Page MenuHomePhabricator

[OpenMP][MLIR] WIP : Fix for AllocaIP
Needs ReviewPublic

Authored by kiranchandramohan on Oct 1 2020, 3:26 PM.

Details

Summary

Fix for nested parallel regions. Does the following,

  1. Switch to OpenMPIRBuilder version which maintains allocaIP. (An initial version of https://reviews.llvm.org/D82470)
  2. Create jump to continuation block by converting the terminator

Note:

  1. This patch should be applied after reverting 19756ef53a498b7aa1fbac9e3a7cd3aa8e110fad.
  2. This fix is required in the lowering of Master Op (https://reviews.llvm.org/D87247)

Diff Detail

Event Timeline

Herald added projects: Restricted Project, Restricted Project. · View Herald Transcript
kiranchandramohan requested review of this revision.Oct 1 2020, 3:26 PM
fghanim added a subscriber: fghanim.

After reading the patch for master you referred to, I don't understand why do we need the OMPBuilder to maintain the insertion point. As far as master is concerned, we will emit any alloca's contained inside its region into the entry block of the enclosing outlined region (e.g. innermost parallel).
FWIW, the master directive in clang already uses the OMPBuilder and just relies on clang to handle the insertion of any non-omp code (including alloca's). Is there a reason why a similar approach wouldn't work here?

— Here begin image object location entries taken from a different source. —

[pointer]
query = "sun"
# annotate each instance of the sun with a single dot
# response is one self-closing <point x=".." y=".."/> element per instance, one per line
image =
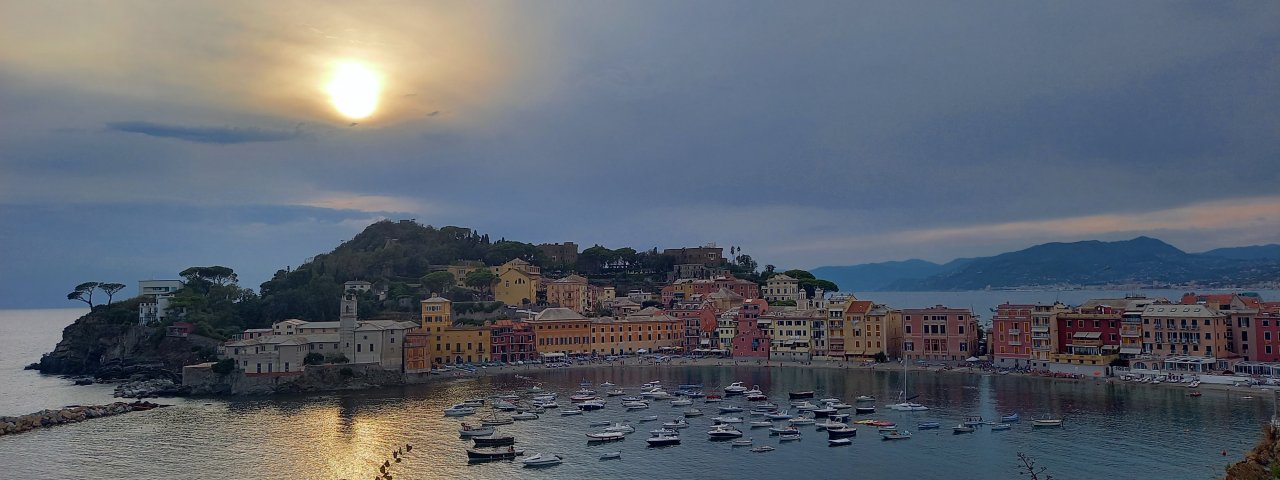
<point x="353" y="90"/>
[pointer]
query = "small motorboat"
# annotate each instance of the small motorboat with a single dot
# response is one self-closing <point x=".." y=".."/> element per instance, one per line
<point x="723" y="432"/>
<point x="494" y="453"/>
<point x="475" y="430"/>
<point x="846" y="432"/>
<point x="895" y="434"/>
<point x="663" y="440"/>
<point x="606" y="437"/>
<point x="489" y="440"/>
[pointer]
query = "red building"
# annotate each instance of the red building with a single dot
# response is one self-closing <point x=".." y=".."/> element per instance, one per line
<point x="511" y="341"/>
<point x="752" y="341"/>
<point x="1011" y="334"/>
<point x="695" y="318"/>
<point x="938" y="333"/>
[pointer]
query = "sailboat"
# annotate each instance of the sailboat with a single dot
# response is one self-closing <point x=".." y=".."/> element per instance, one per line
<point x="905" y="403"/>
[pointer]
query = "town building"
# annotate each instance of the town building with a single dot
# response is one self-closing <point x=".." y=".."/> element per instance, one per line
<point x="938" y="333"/>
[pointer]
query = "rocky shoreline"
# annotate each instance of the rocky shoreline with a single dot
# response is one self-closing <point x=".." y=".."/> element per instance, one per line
<point x="69" y="415"/>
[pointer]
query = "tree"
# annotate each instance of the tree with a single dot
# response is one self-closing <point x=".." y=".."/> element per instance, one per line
<point x="438" y="282"/>
<point x="312" y="359"/>
<point x="110" y="288"/>
<point x="83" y="292"/>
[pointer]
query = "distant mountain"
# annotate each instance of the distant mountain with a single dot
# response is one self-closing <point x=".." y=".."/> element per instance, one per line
<point x="1143" y="260"/>
<point x="873" y="277"/>
<point x="1270" y="251"/>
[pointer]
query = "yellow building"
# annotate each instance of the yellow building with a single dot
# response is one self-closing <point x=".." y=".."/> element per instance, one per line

If this is indeed needed for master, then please don't create extra IRBuilders needlessly. As you mentioned, D82470 had this exact approach implemented, and we ended up not going through with it.

llvm/lib/Frontend/OpenMP/OMPIRBuilder.cpp
724–727

These are unrelated to maintaining alloca insertion point. I don't recall back then whether these were removed completely, or added as part of other (2?) patches that were split off of this one.

Thanks @fghanim for the review. While debugging the nested parallel region issues, we saw some difference between where the allocas are placed by the OpenMP IRBuilder in the clang usage and the MLIR usage. Moving to the version where the OpenMP IRBuilder maintains allocaIP fixed the difference. In MLIR module translation there is no alloca insertion point. So what we can provide as allocaIP is the current insertionPoint. Is that OK? What is the allocaIP used for? Why do we need a separate allocaIP, why cannot we treat it like a normal instruction? Is it because all alloca instructions should be together at the top of the function? The langref for alloca did not have such a requirement.

I have created another review without the alloca changes and that also works correctly for the nested parallel case.
https://reviews.llvm.org/D88720

@fghanim I just saw your following comment in https://reviews.llvm.org/D87247.
"All llvm passes expect Allocas to be in the entry block of the function. In this case, the soon-to-be-outlined region. is builder's current insertion point in the entry block? Also, is it guaranteed to not be empty?"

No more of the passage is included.